I am going to remove “weight 1” to roundrobin in haproxy. will see if it improves anything. ( this is gone a take day or two to validate if anything is missing)

next will redirect few hundred system directly to logstash bypassing haproxy. and check only on that batch of systems.

One thing to keep in mind is that the connection from Beats to Logstash is sticky, once connected it will not change unless the logstash endpoint has some issue and goes down.

What is your metricbeat output? Please share it.

but this is going via haproxy. beats sending data to haproxy. haproxy then forward that to logstash servers.

I don’t have access to agent to look logs. and if I want access can only get my hand on few system and that might not show this symptoms for days.

if agent is not sending metrics due to high load on system then I am out of luck testing it. :slight_smile:

I can only test/debug and find on server side assuming that agent is sending data.
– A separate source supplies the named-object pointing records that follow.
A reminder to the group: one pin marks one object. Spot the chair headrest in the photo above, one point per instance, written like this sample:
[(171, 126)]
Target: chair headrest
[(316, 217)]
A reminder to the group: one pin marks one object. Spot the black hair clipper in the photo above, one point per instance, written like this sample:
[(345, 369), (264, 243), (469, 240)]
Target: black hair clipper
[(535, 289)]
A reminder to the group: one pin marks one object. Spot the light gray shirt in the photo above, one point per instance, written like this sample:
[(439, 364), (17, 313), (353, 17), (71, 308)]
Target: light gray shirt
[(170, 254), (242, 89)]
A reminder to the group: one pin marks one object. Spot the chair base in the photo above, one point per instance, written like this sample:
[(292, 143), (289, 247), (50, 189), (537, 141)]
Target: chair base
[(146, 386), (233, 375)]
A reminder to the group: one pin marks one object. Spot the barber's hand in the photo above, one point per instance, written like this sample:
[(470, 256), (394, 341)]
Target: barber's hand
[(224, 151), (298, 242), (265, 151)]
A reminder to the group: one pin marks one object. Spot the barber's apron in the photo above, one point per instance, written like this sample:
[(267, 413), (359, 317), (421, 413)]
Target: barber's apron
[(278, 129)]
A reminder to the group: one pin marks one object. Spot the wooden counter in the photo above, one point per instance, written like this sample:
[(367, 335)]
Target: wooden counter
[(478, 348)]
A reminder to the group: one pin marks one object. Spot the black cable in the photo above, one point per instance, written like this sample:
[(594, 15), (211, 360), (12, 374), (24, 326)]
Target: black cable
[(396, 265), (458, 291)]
From my experience this makes no difference, the connection will still be sticky, metricbeat will open a connection to haproxy and haproxy will then open a connection to one of the logstash servers, this will be sticky.

It is not the logs, but the output configuration in metricbeat.yml, how is the logstash output configured there? When using Logstash behind a load balancer there are some required configurations that you need to have for it to work as desired.

The traffic from metricbeat is just plaintext over TCP, right?

I repeat my suggestion from before, try tap the network port of the haproxy (input side), and you'll have a copy of all the traffic arriving at the haproxy. If you have a big memory machine you could tap it into a set of tmpfs (RAM) files to cover last X minutes/hours/... Then wait.

If this is the case, you should be able to see this fairly quickly, if the "missing" packets are frequent enough (if that's not an oxymoron!).